S4S: Solving for a Diffusion Model Solver
This addresses the computational bottleneck in diffusion model sampling for researchers and practitioners, though it is incremental as it builds on existing solver optimization approaches.
The paper tackles the problem of expensive neural function evaluations in diffusion models by proposing S4S, a method that learns a solver to improve generation quality with few evaluations. The approach achieves a 1.5× improvement over previous methods, with FID scores of 3.73 on CIFAR10 and 13.26 on MS-COCO using only 5 neural function evaluations.
Diffusion models (DMs) create samples from a data distribution by starting from random noise and iteratively solving a reverse-time ordinary differential equation (ODE). Because each step in the iterative solution requires an expensive neural function evaluation (NFE), there has been significant interest in approximately solving these diffusion ODEs with only a few NFEs without modifying the underlying model. However, in the few NFE regime, we observe that tracking the true ODE evolution is fundamentally impossible using traditional ODE solvers. In this work, we propose a new method that learns a good solver for the DM, which we call Solving for the Solver (S4S).
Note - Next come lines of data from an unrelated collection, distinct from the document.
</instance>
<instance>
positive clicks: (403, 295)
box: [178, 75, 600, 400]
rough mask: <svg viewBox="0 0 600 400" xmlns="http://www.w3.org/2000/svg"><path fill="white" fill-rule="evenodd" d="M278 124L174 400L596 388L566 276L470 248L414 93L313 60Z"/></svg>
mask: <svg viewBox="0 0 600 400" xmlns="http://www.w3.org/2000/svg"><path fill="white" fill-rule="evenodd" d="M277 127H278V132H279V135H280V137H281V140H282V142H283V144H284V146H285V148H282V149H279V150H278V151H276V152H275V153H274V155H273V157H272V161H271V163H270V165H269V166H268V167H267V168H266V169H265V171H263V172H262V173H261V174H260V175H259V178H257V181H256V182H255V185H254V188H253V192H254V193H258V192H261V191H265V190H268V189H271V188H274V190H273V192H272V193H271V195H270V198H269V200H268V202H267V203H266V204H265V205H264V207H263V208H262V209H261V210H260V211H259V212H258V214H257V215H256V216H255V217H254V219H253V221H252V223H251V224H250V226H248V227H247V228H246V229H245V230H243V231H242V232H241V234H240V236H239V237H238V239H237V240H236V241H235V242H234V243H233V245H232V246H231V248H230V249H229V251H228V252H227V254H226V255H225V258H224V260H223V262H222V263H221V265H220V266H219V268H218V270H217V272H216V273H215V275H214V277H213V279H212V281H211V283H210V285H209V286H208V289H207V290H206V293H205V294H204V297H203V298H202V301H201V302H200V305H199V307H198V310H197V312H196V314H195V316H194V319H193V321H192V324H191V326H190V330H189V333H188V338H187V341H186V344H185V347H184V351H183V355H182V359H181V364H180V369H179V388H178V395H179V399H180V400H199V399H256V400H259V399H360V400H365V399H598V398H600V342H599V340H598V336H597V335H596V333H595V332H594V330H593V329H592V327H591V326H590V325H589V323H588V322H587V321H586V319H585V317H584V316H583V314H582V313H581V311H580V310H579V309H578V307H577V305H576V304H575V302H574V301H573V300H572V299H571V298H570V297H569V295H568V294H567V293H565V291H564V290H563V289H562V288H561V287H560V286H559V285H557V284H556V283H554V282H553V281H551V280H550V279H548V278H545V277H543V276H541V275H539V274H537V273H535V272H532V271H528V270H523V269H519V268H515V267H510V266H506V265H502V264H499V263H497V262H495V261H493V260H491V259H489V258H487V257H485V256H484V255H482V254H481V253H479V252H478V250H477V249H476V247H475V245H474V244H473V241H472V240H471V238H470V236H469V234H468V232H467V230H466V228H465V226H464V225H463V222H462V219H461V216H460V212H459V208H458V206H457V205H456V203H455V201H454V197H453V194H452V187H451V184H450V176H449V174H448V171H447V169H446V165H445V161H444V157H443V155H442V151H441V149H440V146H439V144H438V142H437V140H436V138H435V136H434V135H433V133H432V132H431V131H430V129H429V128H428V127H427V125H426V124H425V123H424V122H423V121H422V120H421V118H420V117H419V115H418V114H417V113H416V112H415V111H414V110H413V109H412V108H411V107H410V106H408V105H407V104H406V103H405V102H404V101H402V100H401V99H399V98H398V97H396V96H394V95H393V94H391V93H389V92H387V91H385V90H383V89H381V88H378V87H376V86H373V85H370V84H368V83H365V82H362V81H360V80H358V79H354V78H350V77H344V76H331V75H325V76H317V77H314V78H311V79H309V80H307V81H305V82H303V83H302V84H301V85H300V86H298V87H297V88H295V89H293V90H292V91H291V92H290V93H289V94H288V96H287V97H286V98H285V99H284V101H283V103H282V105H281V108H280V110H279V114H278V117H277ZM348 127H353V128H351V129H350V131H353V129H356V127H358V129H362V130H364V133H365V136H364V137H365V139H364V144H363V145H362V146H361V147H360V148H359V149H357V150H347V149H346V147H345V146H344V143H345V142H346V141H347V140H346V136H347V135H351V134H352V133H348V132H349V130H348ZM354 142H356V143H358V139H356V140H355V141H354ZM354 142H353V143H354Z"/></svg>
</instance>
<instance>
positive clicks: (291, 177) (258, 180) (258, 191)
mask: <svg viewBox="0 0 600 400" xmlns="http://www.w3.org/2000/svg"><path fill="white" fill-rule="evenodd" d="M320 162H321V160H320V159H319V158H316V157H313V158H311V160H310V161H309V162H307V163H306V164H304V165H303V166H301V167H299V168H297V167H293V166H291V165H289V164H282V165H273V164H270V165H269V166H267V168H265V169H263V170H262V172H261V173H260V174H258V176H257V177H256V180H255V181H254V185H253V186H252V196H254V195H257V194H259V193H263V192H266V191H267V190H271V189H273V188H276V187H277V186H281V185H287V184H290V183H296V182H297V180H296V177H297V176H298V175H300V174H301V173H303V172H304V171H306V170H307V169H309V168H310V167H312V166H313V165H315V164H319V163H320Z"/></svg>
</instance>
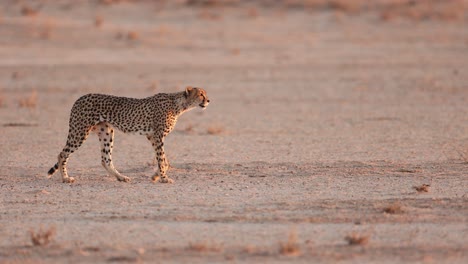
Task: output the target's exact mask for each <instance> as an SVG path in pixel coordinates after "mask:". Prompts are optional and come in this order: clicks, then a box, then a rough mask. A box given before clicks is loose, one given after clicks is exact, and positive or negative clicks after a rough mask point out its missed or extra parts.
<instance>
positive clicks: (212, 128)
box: [206, 126, 224, 135]
mask: <svg viewBox="0 0 468 264" xmlns="http://www.w3.org/2000/svg"><path fill="white" fill-rule="evenodd" d="M206 132H207V133H208V134H209V135H219V134H222V133H223V132H224V128H223V127H221V126H210V127H208V129H207V130H206Z"/></svg>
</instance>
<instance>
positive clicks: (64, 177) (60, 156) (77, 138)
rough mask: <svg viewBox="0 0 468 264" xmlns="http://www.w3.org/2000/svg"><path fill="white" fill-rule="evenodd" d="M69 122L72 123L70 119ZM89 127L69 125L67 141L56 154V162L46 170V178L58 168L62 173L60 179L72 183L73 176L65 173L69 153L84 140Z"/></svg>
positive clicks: (73, 178) (66, 167) (72, 181)
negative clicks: (56, 157)
mask: <svg viewBox="0 0 468 264" xmlns="http://www.w3.org/2000/svg"><path fill="white" fill-rule="evenodd" d="M70 123H72V122H71V121H70ZM90 128H91V127H87V126H84V125H83V126H70V130H69V132H68V137H67V143H66V144H65V147H64V148H63V150H62V152H60V154H59V155H58V157H57V159H58V162H57V163H56V164H55V165H54V166H53V167H52V168H50V170H49V172H48V178H50V177H52V175H53V174H54V173H55V172H56V171H57V170H59V171H60V173H61V174H62V181H63V182H65V183H72V182H74V181H75V179H74V178H73V177H70V176H68V173H67V162H68V159H69V157H70V155H71V154H72V153H73V152H75V151H76V150H77V149H78V148H79V147H80V146H81V145H82V144H83V142H84V141H85V140H86V138H87V137H88V135H89V130H90Z"/></svg>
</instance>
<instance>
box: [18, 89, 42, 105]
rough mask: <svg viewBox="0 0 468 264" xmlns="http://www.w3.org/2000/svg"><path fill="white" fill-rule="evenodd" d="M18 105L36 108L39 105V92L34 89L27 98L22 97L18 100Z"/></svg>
mask: <svg viewBox="0 0 468 264" xmlns="http://www.w3.org/2000/svg"><path fill="white" fill-rule="evenodd" d="M18 105H19V106H20V107H26V108H36V106H37V92H36V90H33V91H32V92H31V94H29V96H27V97H25V98H21V99H19V100H18Z"/></svg>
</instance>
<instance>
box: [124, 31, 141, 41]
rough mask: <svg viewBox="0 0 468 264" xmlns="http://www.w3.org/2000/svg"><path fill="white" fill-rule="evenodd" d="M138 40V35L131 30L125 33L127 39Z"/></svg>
mask: <svg viewBox="0 0 468 264" xmlns="http://www.w3.org/2000/svg"><path fill="white" fill-rule="evenodd" d="M139 38H140V35H139V34H138V32H136V31H133V30H130V31H129V32H127V39H129V40H137V39H139Z"/></svg>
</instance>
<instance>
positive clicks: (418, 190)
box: [413, 184, 431, 192]
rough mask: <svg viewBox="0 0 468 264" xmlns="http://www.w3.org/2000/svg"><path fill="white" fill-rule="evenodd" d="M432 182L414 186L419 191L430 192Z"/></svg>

S4S directly optimizes a solver to obtain good generation quality by learning to match the output of a strong teacher solver. We evaluate S4S on six different pre-trained DMs, including pixel-space and latent-space DMs for both conditional and unconditional sampling. In all settings, S4S uniformly improves the sample quality relative to traditional ODE solvers. Moreover, our method is lightweight, data-free, and can be plugged in black-box on top of any discretization schedule or architecture to improve performance. Building on top of this, we also propose S4S-Alt, which optimizes both the solver and the discretization schedule. By exploiting the full design space of DM solvers, with 5 NFEs, we achieve an FID of 3.73 on CIFAR10 and 13.26 on MS-COCO, representing a $1.5\times$ improvement over previous training-free ODE methods.